Melting points (mp) were recorded on Casia-Siamia (VMP-AM) melting point apparatus and are uncorrected. IR spectra were recorded on a Perkin-Elmer FT-IR 240-C spectrophotometer using KBr optics. ¹H-NMR spectra were recorded on Bruker AV 300 MHz in CDCl₃ and DMSO-d₆ using tetramethylsilane (TMS) as internal standard. Electrospray ionization (ESI) spectra were recorded on Micro mass, Quattro LC using ESI+software with capillary voltage 3.98 kV and ESI mode positive ion trap detector. All high-resolution spectra were recorded on QSTARXL hybrid MS/MS system (Applied Biosystems, U.S.A.) under electrospray ionization. All the reactions were monitored by thin layer chromatography (TLC) on precoated silica gel 60 F₂₅₄; spots were visualized with UV light. Merck silica gel (60–120 mesh) was used for column chromatography.

Cytotoxicity Assay

The cytotoxicity of the compounds was determined on the basis of measurement of in vitro growth inhibition of tumor cell lines in 96 well plates by cell-mediated reduction of tetrazolium salt to water insoluble formazan crystals using 5-fluorouracil as a standard. The cytotoxicity was assessed against a panel of four different human tumor cell lines: A549 derived from human alveolar adenocarcinoma epithelial cells (ATC C No. CCL-185), DU145 derived from human prostate cancer cells (ATC C No. HTB-81), SiHa derived from human Squamous cell carcinoma (ATC C No. HTB-35) and MCF7 derived from human breast adenocarcinoma cells (ATC C No. HTB-22) using the 3-4,5-dimethylthiazol-2-yl-2,5-diphenyltetrazolium bromide (MTT) assay.³¹⁾ The IC₅₀ values (50% inhibitory concentration) were calculated from the plotted absorbance data for the dose–response curves. IC₅₀ values (in µM) are expressed as the average of three independent experiments.

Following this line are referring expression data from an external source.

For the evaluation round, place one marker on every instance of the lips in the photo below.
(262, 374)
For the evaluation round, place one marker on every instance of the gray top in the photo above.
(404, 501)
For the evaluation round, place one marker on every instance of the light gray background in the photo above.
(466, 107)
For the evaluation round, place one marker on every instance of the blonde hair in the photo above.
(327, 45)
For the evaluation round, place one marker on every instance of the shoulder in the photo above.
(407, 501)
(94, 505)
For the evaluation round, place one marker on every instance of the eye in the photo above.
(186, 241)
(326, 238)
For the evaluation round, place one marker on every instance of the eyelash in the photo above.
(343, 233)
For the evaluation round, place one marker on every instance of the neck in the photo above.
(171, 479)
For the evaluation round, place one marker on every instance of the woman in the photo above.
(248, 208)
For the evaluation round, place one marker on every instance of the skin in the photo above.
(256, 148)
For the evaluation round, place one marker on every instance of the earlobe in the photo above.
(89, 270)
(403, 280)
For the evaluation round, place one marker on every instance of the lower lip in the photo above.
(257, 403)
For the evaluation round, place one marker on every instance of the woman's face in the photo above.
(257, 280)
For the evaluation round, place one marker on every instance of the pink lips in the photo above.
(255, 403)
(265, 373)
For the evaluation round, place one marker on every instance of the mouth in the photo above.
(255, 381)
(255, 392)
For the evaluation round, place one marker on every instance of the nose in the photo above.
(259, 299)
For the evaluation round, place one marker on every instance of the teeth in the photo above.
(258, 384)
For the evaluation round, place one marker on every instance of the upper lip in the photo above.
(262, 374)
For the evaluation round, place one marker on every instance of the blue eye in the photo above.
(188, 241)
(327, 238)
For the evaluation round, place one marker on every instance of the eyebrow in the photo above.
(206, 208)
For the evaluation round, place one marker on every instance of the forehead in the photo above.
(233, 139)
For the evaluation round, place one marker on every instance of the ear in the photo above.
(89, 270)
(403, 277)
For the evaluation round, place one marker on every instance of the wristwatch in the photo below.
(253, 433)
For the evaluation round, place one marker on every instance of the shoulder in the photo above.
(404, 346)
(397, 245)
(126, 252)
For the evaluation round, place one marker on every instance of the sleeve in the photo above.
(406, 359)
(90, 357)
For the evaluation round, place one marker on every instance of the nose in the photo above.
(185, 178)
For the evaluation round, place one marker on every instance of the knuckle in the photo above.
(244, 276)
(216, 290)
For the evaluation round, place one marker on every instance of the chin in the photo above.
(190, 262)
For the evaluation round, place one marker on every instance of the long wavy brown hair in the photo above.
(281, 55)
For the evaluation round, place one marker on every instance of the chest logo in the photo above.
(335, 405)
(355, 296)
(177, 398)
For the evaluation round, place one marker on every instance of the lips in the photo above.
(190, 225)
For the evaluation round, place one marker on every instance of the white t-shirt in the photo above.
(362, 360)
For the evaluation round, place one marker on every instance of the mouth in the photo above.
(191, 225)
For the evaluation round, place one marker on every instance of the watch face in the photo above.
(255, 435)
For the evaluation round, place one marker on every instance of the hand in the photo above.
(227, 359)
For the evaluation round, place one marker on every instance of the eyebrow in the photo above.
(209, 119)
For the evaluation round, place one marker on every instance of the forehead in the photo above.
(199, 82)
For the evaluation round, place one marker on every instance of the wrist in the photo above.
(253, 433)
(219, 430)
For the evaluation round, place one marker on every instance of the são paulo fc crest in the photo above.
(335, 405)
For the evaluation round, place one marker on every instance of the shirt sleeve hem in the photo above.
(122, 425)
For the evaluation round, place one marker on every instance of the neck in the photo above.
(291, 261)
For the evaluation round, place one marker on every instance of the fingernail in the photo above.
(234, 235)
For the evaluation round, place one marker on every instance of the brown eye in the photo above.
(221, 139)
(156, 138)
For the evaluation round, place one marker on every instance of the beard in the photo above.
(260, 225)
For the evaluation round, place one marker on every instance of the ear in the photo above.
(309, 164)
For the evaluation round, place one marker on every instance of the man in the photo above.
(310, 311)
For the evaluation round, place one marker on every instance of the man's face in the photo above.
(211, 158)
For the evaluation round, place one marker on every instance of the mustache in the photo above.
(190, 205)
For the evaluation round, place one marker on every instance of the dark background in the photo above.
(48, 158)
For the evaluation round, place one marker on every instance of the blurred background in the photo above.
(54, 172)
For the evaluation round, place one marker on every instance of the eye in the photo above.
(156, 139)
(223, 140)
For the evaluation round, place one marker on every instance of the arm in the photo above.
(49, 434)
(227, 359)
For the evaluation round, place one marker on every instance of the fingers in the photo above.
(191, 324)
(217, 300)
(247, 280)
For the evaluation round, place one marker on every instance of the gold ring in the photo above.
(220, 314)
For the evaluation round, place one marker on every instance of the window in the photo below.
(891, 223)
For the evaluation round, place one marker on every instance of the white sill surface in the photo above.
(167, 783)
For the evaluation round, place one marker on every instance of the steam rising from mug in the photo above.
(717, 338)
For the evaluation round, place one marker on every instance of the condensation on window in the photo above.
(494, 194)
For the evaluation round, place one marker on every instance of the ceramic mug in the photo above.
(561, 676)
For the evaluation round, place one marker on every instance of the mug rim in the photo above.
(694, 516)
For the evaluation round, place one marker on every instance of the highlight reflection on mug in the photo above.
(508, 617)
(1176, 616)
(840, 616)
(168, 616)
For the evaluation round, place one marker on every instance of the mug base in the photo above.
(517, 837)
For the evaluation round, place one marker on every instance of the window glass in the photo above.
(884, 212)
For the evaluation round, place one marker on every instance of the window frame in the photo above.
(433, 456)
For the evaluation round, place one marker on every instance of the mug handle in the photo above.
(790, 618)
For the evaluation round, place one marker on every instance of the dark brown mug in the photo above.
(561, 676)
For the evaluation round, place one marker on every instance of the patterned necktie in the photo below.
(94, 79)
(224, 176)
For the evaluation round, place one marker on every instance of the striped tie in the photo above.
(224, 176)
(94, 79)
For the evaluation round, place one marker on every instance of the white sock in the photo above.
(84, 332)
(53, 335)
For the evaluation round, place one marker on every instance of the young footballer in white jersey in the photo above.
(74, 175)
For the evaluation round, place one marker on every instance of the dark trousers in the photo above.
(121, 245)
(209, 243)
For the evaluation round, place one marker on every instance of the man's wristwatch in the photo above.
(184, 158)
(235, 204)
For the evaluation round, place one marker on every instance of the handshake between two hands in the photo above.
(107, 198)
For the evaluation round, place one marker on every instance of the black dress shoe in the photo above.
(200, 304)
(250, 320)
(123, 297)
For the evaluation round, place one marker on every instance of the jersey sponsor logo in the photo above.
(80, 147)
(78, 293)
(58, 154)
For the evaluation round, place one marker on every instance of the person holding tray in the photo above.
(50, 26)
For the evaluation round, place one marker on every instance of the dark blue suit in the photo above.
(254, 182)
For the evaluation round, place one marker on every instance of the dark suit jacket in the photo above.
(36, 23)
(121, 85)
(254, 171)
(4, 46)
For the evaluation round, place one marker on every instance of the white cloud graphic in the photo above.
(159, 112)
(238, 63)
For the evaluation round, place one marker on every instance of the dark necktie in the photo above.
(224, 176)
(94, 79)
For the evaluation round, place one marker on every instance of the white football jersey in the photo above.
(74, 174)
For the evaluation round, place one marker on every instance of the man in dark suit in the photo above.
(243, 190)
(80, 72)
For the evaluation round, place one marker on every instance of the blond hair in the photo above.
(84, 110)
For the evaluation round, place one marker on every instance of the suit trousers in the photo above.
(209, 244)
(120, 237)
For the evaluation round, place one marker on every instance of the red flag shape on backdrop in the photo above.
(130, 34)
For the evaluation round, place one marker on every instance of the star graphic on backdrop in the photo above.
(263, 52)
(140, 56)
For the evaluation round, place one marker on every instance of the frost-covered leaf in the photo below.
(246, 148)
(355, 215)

Synthesis of 6-Phenyl-4-(trifluoromethyl)pyridin-2(1H)-one (2)

2-Oxo-6-phenyl/(thiophen-2-yl)-4-(trifluoromethyl)-1,2-dihydropyridine-3-carbonitrile 1 (10 g, 0.03 mol) was slowly added to 150 mL of 50% sulfuric acid. The reaction mixture was heated with stirring for 10 h, at 148°C. The reaction mixture was allowed to cool and poured on to crushed ice. White solid was formed and filtered.

6-Phenyl-4-(trifluoromethyl)pyridine-2(1H)-one (2a)

mp: 166–168°C; IR (KBr, cm⁻¹): 3358 (–NHCO–), 1639(–NHCO–); ¹H-NMR (CDCl₃, 300 MHz) δ: 6.60 (s, 1H, Ar-H), 6.77 (s, 1H, Ar-H), 7.49–7.54 (m, 3H, Ar-H), 7.75–7.80(m, 2H, Ar-H), 13.40 (br s, 1H, –NHCO–); MS electrospray ionization (ESI): m/z [(M+H)⁺]: 240. Anal. Calcd for C₁₂H₈F₃NO: C 60.26, H 3.37, N 5.86%. Found: C 60.28, H 3.35, N 5.88%.

6-Thiophen-2-yl-4-(trifluoromethyl)pyridine-2(1H)-one (2b)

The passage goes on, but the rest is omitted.